In the last issue of The Tattler, many readers were concerned (if not surprised) by the alarming statistics regarding the state of students’ mental health at IHS. No one would dare challenge the central notion of the article: mental health is a dire issue that should be dealt with by our communities. However, for lack of a better term, the reality of the situation is not the subject of this article. The techniques used to gather the data used in such reports are just as worthy of our collective critique, if not more so in the grand scheme of affairs.
AP Statistics students know that the methods used to gather a set of data are crucial to the reliability of the final results. If a sample is not representative of the population, then the collected data is rendered nearly useless for any serious analysis. After all, the purpose of conducting such studies is to identify trends that can be used to generalize an entire population into a set of statistics. Therefore, eliminating any factors that may affect the sample in a negative way (i.e. make the sample less representative of the population) is an indispensable part of the data collection process. Factors that may skew the subjects of a survey towards a particular response are known as “bias.” For example, convenience bias occurs when one selects a sample out of sheer convenience for oneself, such as a salesman asking the ten people nearest to him for survey responses. Results collected through such means are, as one might guess, not representative of the population as a whole. What if the salesman was at a concert, where every individual in attendance has similar musical tastes? What if he happened to be near his family, who all have a shared history and experiences? There are an infinite number of ways in which poor sampling techniques can yield results that are utterly unusable in any significant sense.

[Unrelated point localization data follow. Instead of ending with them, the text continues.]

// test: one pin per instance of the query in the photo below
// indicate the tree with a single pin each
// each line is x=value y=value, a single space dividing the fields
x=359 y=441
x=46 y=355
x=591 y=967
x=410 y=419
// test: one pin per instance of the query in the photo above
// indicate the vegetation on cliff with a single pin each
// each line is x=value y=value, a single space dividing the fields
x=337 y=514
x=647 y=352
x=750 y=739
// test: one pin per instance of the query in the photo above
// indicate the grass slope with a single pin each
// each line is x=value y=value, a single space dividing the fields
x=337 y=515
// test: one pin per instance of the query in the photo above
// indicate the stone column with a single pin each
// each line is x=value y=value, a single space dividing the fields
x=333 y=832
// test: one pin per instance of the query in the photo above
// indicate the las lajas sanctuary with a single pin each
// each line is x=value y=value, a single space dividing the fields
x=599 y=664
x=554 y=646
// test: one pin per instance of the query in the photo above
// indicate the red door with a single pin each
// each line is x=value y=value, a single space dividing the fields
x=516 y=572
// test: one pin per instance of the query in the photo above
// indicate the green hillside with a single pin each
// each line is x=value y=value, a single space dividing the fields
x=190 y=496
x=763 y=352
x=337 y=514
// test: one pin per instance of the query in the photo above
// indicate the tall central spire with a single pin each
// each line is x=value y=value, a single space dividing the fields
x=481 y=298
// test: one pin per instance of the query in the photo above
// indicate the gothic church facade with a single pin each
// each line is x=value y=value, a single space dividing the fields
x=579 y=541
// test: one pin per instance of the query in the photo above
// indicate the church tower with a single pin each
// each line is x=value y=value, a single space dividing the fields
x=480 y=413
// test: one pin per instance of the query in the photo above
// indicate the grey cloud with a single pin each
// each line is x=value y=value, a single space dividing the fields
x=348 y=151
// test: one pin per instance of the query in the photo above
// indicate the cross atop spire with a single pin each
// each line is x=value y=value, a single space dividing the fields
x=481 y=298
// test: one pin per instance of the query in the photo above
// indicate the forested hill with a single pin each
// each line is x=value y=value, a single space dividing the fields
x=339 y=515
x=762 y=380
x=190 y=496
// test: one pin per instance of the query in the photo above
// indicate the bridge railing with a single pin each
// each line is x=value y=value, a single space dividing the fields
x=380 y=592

In the case of the mental health article, as with many surveys conducted via email, non-response bias is the main culprit behind the chaos. Non-response bias occurs when subjects have the option of simply not responding to a given question in order to be counted among the sample. Call-in surveys are an excellent example of how this technique can yield less-than-informative results, as the most passionate viewers are inherently more motivated to respond to questions pertaining to their topics of interest. One look at one of these surveys would lead an unassuming viewer to think that America is even more polarized than it actually is, as those with the loudest voices are the only ones inclined to speak out.
None of this is to detract from the genuinely altruistic motives of those who happen to rely on faulty statistical techniques. Outside of a formal statistics course, few people get the chance to encounter the nuances and pitfalls of data collection. However, the role of statistics in our everyday lives only grows greater by the day, as Big Data is one of the fastest-growing and most controversial industries of the twenty-first century. Thus, equipping oneself with a thorough knowledge of statistical affairs is and will continue to be an invaluable part of life in this Brave New World.